Cuando pude pisar nuevamente la Capilla Sixtina, me juzgué como un hombre más confiado y humilde. Demasiados dependían de mí. Tenía que salir de Roma y orar junto a todo el mundo, para así poder darles un mensaje de paz y de unión. Reconozco que no fue fácil. Pocos de mis antecesores se aventuraron hacia el extranjero. Bueno, yo iba a cambiar las normas. Empecé mi pontificado con fuerza. Infatigable recorrí todos los rincones. Me acerqué al pobre y le indiqué ciertas responsabilidades a los más afortunados. También traté de liberar al oprimido, aunque a veces, mucho no pude hacer. El amor de los demás me acompaño en mi trabajo, en mi oración y en el silencio. Aprendí tanto a callar como a profesar las palabras y freses oportunas a aquellos que la necesitaban. Fueron 26 años en los que me dediqué a maravillosas labores, donde pude ver los mejores aspectos del corazón del hombre. Tampoco olvidaré su maldad y sus actos de cobardía, los que más de alguna vez me enseñaron las peores vilezas inimaginables, pero agradezco todo. Tanto lo positivo como lo negativo porque pude entender más a mis hermanos. Mis queridos hermanos que ahora dejo con lágrimas en sus ojos.

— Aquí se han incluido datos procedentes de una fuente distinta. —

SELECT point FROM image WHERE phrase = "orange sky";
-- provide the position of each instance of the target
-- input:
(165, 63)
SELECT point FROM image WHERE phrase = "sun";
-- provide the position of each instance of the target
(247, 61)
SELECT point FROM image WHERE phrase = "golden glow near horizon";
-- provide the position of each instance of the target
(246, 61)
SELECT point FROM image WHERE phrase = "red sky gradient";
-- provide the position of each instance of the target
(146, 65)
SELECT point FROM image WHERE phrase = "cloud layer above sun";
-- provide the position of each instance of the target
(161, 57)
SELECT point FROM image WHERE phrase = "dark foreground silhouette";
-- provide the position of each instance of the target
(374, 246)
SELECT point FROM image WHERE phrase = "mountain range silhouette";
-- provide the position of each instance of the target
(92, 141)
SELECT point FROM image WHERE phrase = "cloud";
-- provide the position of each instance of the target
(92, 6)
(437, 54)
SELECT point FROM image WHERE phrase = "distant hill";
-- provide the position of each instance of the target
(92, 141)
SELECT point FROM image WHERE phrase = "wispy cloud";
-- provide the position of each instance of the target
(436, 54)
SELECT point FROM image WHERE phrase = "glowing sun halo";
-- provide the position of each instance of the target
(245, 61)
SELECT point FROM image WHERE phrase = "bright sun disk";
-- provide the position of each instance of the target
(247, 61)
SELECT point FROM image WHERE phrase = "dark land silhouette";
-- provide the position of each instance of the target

Al final, tuve que partir. Me resistí bastante. No quería dejar a mi gente. No fue por vanidad, sino por el excesivo cariño que les tenía. Aunque mis manos temblaran, mi cuerpo se corrompiera o no pudiera hablar, seguí adelante, pero mi corazón, el que había amado con tanta fuerza, me decía al oído que era hora de emprender un nuevo recorrido. Entonces, en mis sueños y durante mi último aliento, me subí a un hermoso tren de plata. El maquinista era el arcángel Gabriel, quien me invitaba a viajar a un lugar muy bonito. Donde por fin podría ver a quien representé por tantos años aquí en la tierra. Ahora estoy tranquilo porque sé que muchos entendieron mi mensaje, pero a ellos les ordeno que no se queden sólo con mi recuerdo e imagen, sino que prediquen lo que les enseñé. No se queden en contemplaciones o pensamientos fugaces. Salgan a hacer cosas y si tienen dudas, no importa. Yo también las tuve y debo decir que varias vacilaciones se atravesaron por mi mente. Tangan clama. Alguien como yo esta en el cielo para guiarlos y susurrarles al oído palabras de cariño tanto en los momentos más oportunos como en los inoportunos. Pronto podrán visitarme. Pero, ¡ojo! No den la espalda a mi sucesor porque a esté también le temblaran las piernas como a mí me pasó en una noche de 1978. ¿Cuántos milagros se revelaran durante el próximo papado? Yo tengo fe que muchos.